More approachable? That's a bit of a stretch, given that online responses to the ad range widely, from those "aghast" that the censors allowed it, to some perhaps a bit too enthused: "It seems like everyone loves this commercial, and I do-do, too!"
"Inherently, given the subject matter, it's going to be a bit polarizing," Lindsay says. "You are going to get individuals who don't want to think about the functional effects of regularity. But we bring it to life in a little more subtle way. A lot of our consumers don't even notice the visual metaphors right away."
While the spot is hardly subtle (A dump truck unloading bricks?
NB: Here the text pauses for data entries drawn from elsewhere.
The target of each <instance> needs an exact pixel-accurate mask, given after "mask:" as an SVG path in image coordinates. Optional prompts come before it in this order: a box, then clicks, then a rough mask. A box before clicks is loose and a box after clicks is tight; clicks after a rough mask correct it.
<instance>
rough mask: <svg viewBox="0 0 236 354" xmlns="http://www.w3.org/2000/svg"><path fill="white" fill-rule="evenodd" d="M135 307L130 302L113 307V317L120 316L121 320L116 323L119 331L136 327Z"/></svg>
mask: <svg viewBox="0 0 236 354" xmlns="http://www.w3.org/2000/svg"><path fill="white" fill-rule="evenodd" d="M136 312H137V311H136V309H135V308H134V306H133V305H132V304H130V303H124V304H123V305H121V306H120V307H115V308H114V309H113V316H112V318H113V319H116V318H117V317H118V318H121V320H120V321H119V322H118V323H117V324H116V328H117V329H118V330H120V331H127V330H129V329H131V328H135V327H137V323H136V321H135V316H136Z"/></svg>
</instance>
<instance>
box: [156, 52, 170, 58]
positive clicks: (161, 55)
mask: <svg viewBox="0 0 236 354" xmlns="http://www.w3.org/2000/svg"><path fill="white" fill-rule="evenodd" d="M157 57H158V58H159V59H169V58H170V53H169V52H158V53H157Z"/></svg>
What, no kids being dropped off at a pool?), Lindsay does pinpoint the genius of the ad. It's funny, and it bears rewatching, and it's therefore memorable. Whether it will lead viewers to seek out the product in stores, I'm not sure about. But this witty spot may give Kellogg's a bit of an edge.
Grade: B+. Funny and crass, it's certainly gotten attention for the brand. A few caveats: I'm not sure whether the "Do it. Feel it." tag line at the end of the spot works. While invoking the immortal Nike slogan in this context is inspired, the announcer's overenunciated "Feeeel it" is just gross. And can we acknowledge that this is possibly the most unsafe construction site ever depicted on TV? What exactly was going on with that I-beam?